Outro uso interessante do cineasta é a imposição da bandeira americana, ícone máximo do orgulho local, sempre com o mesmo aspecto opressor e crítico. Um dos seguranças do shopping diz logo ao começo, enquanto vê o caos pela TV (!), "America always sorts it's shit out" - um dos últimos planos do filme mostra Ving Rhames e os poucos sobreviventes em um barco, se afastando da terra firme, enquanto ao seu lado balança a bandeira americana - mas ela já não parece mais bela como a princípio, e muito menos perto de solucionar qualquer problema. Ao contrário, um dos protagonistas acabara de deixar o grupo, pois havia sido mordido e sabendo no que se transformaria prefere observá-los partir e meter uma bala na cabeça.

Há algumas belas idéias no filme, e talvez a mais forte delas seja a da comunicação via placas com Andy, o dono da loja de armas - que isolado há uma pequena distância do shopping, acaba se tornando parte integrada daquele grupo de pessoas. A cena em que ele e Ving Rhames conversam pelas placas pela primeira vez é certamente uma das mais inspiradas do filme. Até mais do que meramente a amizade que os dois personagens constróem dentro daquela situação imposta a eles, brilha ainda mais o momento em que todo o grupo interage com ele - incluindo mais tarde fazer fortes concessões para que ele seja parte presente de sua tentativa de escape. A evolução do personagem CJ (Michael Kelly), que passa de mero babaca à um aliado bastante inteligente, é também de forte interesse. Em especial ao se ver que Snyder não desmistifica nada de sua faceta inicial (ele é um dos seguranças): ele persiste um sujeito difícil, mas ao passar do tempo vai estar cada vez mais conectado àquelas pessoas, ao ponto de ao fim estar disposto a morrer por eles - fica a dúvida se teria ele mudado tanto seu comportamento em relação aos outros, ou os outros mudado em relação a ele.

Para além das diversas qualidades e funcionalidades do filme, sobretudo enquanto cinema, há também pequenas tendências que, embora instantes menores, mostram um caminho perigoso que o cineasta em alguns momentos ameaça traçar. Momentos estes que vão quase evocar um Michael Bay, até mesmo na fotografia – são uma ou duas cenas, mas o bastante para se notar que Snyder ainda estava definindo sua opção arquiteta até então. Em menor escala, mas presente, também incomoda que Snyder e Gunn insiram tantos personagens no local (talvez vislumbrando a necessidade de que alguns deles se perdessem pelo caminho sem que tivessem de abdicar dos que lhes interessavam mais), o que acaba por fazer que muitos deles soem um bocado robóticos. É importante, então, frisar que Madrugada dos Mortos tem estes evitáveis momentos que fazem com que o filme não seja uma viagem mais regular, o que não pode e nem deve obstruir suas qualidades quase obrigatórias e imediatas para um gênero que vinha sofrendo dentro do cinema americano nos últimos anos com falta de cinema e sobra de preguiça.

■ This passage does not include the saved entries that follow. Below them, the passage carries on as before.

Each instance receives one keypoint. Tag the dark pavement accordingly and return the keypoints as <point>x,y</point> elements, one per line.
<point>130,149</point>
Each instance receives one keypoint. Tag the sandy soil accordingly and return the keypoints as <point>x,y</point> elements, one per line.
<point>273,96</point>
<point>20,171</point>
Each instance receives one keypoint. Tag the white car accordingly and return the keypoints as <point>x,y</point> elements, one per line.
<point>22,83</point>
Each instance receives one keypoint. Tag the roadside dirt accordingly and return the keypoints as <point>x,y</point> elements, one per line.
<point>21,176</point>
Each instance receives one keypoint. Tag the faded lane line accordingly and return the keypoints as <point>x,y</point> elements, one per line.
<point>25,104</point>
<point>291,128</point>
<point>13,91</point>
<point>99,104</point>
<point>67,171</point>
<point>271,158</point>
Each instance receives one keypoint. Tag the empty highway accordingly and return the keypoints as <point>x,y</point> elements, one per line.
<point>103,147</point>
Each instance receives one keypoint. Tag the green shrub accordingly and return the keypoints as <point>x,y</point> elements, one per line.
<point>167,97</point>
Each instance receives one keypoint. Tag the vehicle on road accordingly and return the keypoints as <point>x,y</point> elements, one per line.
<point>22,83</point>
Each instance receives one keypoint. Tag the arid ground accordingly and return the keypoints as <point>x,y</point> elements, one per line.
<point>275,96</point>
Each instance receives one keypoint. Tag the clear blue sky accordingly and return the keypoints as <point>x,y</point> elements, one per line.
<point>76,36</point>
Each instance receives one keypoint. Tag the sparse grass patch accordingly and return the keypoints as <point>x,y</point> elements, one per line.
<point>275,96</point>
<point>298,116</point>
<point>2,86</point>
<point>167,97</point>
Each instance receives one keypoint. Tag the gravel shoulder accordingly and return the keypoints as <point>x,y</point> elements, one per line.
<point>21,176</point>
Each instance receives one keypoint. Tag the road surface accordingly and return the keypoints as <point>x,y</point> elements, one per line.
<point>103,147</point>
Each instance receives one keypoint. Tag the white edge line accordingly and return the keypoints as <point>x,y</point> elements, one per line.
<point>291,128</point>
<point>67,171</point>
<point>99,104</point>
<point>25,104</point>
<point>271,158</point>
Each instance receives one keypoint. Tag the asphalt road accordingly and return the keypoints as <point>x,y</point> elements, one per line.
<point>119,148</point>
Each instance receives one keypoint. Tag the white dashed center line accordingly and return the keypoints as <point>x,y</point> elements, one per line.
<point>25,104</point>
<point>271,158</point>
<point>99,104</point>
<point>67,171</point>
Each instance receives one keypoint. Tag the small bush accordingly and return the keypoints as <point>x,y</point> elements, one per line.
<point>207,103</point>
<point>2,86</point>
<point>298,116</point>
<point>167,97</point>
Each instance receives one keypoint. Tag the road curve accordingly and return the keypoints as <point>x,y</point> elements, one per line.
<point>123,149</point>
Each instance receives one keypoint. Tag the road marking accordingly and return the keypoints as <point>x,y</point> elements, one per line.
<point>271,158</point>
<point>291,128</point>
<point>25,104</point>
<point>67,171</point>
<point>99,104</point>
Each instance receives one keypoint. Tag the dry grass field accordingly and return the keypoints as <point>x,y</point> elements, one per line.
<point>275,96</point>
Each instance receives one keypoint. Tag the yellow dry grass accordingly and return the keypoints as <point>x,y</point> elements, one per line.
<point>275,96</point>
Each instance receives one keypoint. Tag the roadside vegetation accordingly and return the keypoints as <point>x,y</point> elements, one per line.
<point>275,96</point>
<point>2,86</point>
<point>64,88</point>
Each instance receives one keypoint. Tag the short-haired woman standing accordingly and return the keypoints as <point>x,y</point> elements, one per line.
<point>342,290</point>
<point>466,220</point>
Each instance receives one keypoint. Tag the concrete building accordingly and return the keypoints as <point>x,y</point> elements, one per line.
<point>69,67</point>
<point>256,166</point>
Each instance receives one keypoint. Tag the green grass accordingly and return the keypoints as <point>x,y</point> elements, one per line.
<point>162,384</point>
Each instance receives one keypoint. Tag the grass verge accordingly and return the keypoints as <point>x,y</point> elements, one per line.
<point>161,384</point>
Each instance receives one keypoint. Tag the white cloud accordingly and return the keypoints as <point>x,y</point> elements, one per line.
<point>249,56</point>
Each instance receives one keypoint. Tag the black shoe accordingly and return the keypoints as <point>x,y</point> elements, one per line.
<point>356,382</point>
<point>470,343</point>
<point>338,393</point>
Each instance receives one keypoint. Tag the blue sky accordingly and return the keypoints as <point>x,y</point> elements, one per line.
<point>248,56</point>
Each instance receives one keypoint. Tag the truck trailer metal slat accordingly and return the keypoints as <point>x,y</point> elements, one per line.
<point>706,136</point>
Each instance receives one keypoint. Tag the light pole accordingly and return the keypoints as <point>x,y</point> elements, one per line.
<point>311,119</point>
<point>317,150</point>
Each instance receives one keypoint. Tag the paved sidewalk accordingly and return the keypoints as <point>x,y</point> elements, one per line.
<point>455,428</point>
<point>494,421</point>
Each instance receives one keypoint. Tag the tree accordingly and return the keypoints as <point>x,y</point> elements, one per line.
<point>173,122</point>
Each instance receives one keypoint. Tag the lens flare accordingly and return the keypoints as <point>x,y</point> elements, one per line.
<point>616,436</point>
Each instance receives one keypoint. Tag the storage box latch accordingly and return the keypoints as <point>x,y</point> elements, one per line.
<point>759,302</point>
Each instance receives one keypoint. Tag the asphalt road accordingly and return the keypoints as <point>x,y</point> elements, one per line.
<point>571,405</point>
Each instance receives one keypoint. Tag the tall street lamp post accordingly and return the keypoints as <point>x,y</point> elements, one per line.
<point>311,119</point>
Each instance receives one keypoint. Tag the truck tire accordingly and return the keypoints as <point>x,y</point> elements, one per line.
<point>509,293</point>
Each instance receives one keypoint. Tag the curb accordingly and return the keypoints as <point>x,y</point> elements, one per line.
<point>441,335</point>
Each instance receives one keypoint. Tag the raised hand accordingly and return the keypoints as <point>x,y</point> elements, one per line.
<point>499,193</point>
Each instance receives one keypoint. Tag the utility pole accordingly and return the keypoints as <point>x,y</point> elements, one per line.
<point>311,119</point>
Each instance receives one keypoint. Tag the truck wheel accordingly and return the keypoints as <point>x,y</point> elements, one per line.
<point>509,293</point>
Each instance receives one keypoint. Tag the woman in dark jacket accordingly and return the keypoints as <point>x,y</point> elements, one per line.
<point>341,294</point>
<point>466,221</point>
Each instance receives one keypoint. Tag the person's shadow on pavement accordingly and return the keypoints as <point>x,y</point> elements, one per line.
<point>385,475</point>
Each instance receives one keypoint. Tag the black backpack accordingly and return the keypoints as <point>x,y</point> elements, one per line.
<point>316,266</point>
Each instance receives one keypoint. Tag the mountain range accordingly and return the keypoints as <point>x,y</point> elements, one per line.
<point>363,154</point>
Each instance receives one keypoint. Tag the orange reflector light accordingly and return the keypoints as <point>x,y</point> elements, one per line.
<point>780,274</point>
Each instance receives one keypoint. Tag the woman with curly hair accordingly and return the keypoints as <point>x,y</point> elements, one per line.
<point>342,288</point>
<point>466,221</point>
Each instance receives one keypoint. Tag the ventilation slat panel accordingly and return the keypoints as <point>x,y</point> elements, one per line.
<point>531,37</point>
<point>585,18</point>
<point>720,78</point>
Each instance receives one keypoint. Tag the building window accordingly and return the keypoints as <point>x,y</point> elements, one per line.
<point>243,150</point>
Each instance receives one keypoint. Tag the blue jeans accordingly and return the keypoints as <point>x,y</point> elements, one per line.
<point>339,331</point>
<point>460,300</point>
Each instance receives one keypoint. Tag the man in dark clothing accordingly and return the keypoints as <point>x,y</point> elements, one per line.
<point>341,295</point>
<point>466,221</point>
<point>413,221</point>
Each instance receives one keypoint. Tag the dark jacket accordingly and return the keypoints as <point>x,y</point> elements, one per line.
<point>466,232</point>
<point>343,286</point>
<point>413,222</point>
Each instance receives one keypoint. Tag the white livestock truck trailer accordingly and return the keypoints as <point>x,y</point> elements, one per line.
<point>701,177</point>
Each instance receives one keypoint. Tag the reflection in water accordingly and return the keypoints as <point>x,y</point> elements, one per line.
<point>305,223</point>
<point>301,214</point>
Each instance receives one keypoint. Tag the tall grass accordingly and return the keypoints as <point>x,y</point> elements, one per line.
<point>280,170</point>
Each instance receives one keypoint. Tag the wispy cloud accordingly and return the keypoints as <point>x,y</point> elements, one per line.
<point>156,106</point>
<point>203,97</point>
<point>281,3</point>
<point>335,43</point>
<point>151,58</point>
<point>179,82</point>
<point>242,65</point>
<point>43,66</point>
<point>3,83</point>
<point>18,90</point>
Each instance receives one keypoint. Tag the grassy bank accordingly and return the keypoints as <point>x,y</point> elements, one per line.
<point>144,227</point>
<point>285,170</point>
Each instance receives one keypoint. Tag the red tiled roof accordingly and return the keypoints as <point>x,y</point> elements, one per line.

Talvez em último plano seja necessário colocar que, se para além do cinema o filme é forte, é no que diz respeito a ele que o filme mantém sua maior força. Notar como o filme é extremamente sutil em ir construindo o clima de incerteza (em parte pela TV, e em dado momento, a ausência desta), o fim das informações, o nunca saber do tamanho alcançado até então pelo caos no mundo; tudo construído através de puro cinema, e nesta base Snyder vai ter menos em comum com Romero e mais com uma porção de outros cineastas mais ligados ao corpo, como Cronenberg e Bava. As mordidas são filmadas com impressionante clareza - Snyder faz desde a opção pelo visual dos zumbis um uso forte desta proximidade com a fragilidade do corpo. Auxiliado por um forte elenco, completamente acima da média que se costuma ver nestes filmes (mesmo que o próprio Romero já tenha feito uso magnífíco destes tipos de elenco), Snyder consegue suprir as possíveis superficialidades dos que vagam no filme. E, apesar dos pequenos problemas que o filme realmente possui, Zack Snyder realiza um belo filme, um exemplar absolutamente cinematográfico.